鼻孔を満たす淡い香り。彼に寄り添い続ける女、神を否定した王国の最後の女王は目を伏せた。長い睫毛が影を落とす。
かつての時代の真実が何処にあったのか。今の彼らでさえもその断片しか知り得ない。
だが僅かに残るその知識を語り継いでいくことは今後もないだろう。それはもはや忘れられた神話なのだ。
オスカーは宙を漂う妻の体を引き寄せ抱え込む。そうして彼らはまた数十年を穏やかな時の中で過ごし、新たな時代へと渡っていくのだ。






よく晴れた空は白い。
祖国のものよりもずっと近くに見える空を眺めながら、彼は深い息を吐き出した。腕の中に抱えた本を持ち直し、先へと進む。
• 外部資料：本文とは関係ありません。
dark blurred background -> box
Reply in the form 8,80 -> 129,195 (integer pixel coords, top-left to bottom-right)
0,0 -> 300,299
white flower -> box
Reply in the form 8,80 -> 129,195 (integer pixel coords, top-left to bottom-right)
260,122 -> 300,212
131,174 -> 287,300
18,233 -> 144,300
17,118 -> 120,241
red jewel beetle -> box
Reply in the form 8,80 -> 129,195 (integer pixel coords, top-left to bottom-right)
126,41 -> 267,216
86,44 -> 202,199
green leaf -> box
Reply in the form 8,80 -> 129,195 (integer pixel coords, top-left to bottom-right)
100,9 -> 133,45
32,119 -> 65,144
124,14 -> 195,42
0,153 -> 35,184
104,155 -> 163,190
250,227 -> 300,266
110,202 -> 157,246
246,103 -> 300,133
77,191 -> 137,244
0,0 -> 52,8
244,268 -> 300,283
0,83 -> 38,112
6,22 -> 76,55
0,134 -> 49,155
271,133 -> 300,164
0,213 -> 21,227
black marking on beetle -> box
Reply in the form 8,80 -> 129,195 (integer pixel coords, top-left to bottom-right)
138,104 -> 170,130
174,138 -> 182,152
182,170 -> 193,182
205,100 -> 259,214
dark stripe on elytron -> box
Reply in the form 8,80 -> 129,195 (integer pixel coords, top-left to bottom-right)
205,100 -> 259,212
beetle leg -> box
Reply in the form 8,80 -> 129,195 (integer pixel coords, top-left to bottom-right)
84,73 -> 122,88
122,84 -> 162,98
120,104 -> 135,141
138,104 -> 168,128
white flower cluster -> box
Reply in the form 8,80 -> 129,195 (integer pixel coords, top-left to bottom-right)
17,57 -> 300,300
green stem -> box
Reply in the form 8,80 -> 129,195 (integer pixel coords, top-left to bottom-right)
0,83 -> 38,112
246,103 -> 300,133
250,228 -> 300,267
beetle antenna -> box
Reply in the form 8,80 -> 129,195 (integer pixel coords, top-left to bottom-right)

澄んで冷えるこの空気が合っているのか、今のところ体には不調が見られない。
かと言って無理をすれば彼女が怒るだけなのだが、その苦言を聞くことは決して不快ではなかった。
彼は舗装された石畳を彼女の待つ家へ向かって歩む。

―――― 遠くへ。
そんなあやふやな願いは、二人の女によって叶えられた。
一人は歴史に潜む魔女。そしてもう一人は、ずっと彼の傍にいた少女によって。
その少女は彼のことが心配だったのか、早朝にもかかわらず家の前に出て男の帰りを待っている。
彼の姿と、抱える本の量に気づいたのか慌てて駆けよってくるところだった。
「お持ちしますわ」
「構わないよ、これくらい」
そう言って笑うと彼女は不満げに彼のことをねめつける。心配というよりも拗ねたような目は、まだ子供の頃彼女がよく見せていたものだ。
男は懐かしい思い出に笑うと、腕の中から何冊か薄いものを選んで彼女に渡した。空いた片手で彼女の手を取る。
少女は少し驚いた顔をしたが、恥ずかしそうにはにかむと男の手を引くようにして歩き出した。すらりと伸びた背筋を彼は美しく思う。
見上げた空は白い。
それは子供の頃夢みたものよりずっと茫洋たるものだ。彼らの道筋は空へは届かない。
「行きましょう」
「ああ」
それでも二人はひたすら前に歩いていく。神のいない世界を、互いだけを頼りに。
そして緩やかに蛇行する足跡はやがて、新たな歴史の中に埋もれて消えていくのだ。